In humans, a single amino acid change distinguishes the NOVA1 variant from that of other species, including Neanderthals and Denisovans. This mutation, though minuscule, could have major implications for the evolution of our species.

To study the effect of this human variant, researchers used CRISPR technology to replace the NOVA1 version in mice with the human version. The genetically modified mice showed significant changes in their vocalizations. The pups emitted higher-pitched and more varied cries when calling for their mother, while adult males produced more complex sound sequences during courtship. These changes suggest that the human variant of NOVA1 influences neural circuits involved in communication.

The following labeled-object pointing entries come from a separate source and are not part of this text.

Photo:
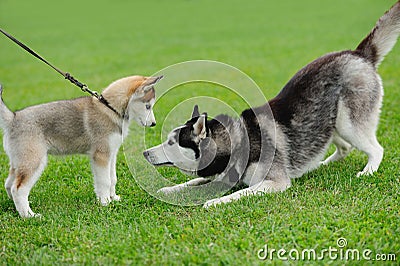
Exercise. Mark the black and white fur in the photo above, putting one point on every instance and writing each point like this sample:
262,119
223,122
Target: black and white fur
334,99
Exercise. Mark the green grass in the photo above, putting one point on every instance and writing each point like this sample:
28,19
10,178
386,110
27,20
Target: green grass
104,40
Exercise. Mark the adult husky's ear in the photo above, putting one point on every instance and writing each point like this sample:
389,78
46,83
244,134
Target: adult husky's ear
200,127
146,86
195,112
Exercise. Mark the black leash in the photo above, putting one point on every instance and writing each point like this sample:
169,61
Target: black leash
66,75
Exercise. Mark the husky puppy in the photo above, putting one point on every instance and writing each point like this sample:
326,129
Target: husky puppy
334,99
83,125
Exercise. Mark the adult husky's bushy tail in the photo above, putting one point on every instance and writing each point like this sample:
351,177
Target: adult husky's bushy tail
383,36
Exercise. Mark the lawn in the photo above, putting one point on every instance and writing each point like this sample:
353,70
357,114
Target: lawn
268,41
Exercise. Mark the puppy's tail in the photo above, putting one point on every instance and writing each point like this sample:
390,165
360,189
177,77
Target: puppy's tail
6,116
383,36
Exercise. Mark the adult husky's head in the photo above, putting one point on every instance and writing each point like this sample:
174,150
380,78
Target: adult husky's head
188,147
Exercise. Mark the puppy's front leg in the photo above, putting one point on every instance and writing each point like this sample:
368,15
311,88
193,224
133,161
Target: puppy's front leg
101,168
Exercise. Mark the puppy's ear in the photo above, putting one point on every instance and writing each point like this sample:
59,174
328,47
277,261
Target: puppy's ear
200,127
146,86
195,112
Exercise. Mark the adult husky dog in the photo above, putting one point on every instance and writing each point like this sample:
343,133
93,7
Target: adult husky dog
83,125
334,99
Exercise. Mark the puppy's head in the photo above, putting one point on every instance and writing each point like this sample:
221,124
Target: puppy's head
133,97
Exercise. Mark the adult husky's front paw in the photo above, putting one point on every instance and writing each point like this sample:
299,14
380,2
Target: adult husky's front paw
115,198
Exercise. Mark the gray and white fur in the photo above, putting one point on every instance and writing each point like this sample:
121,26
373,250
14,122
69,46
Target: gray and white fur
334,99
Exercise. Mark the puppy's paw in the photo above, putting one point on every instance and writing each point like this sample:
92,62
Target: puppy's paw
213,203
169,190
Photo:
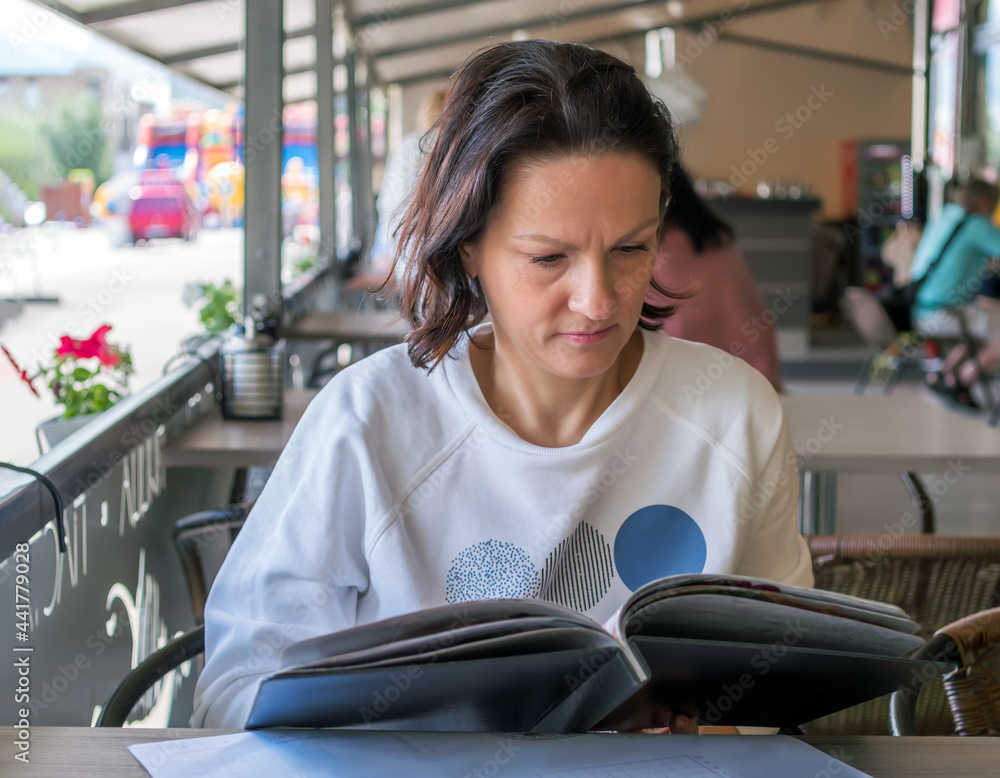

A piece of the puzzle in the evolution of language

The discovery of NOVA1's potential role in the emergence of speech is a significant breakthrough, but it is important to remember that human language is the result of a long evolutionary process. While NOVA1 sheds new light on the genetic mechanisms at play, it is only one piece of a much larger puzzle. The emergence of speech is likely the result of a combination of genetic, neurological, anatomical, and environmental factors that have influenced each other over time.

Among the other pieces of this puzzle, the FOXP2 gene, often referred to as the "language gene," holds a prominent place. Identified over twenty years ago, FOXP2 is essential for the development of brain areas involved in speech and language. Mutations in this gene can lead to severe speech disorders. However, unlike NOVA1, FOXP2 is not unique to humans: it is present in other species, including our Neanderthal cousins. This suggests that FOXP2 plays a more general role in communication and that its human version has been co-opted to serve the specific needs of articulated language.

Beyond genes, the evolution of our vocal anatomy has also been crucial. For example, the descent of the larynx created a larger resonance space, enabling the production of a wider range of sounds. The shape and mobility of our tongue, as well as the development of our nervous system, have also contributed to our ability to articulate sounds and organize them into words and sentences. Finally, let's not forget the influence of the social and cultural environment: language is above all a tool for communication, transmitted and enriched through our interactions with others.

Thus, while the discovery of NOVA1 represents a promising advance, it should not overshadow the uniqueness of human language. Many questions remain unanswered and will require further research. The study of genes, anatomy, brain development, and social interactions, combined with interdisciplinary approaches such as paleontology and archaeology, will allow us to gradually reconstruct the history of the emergence of speech, this unique ability that defines us as human beings.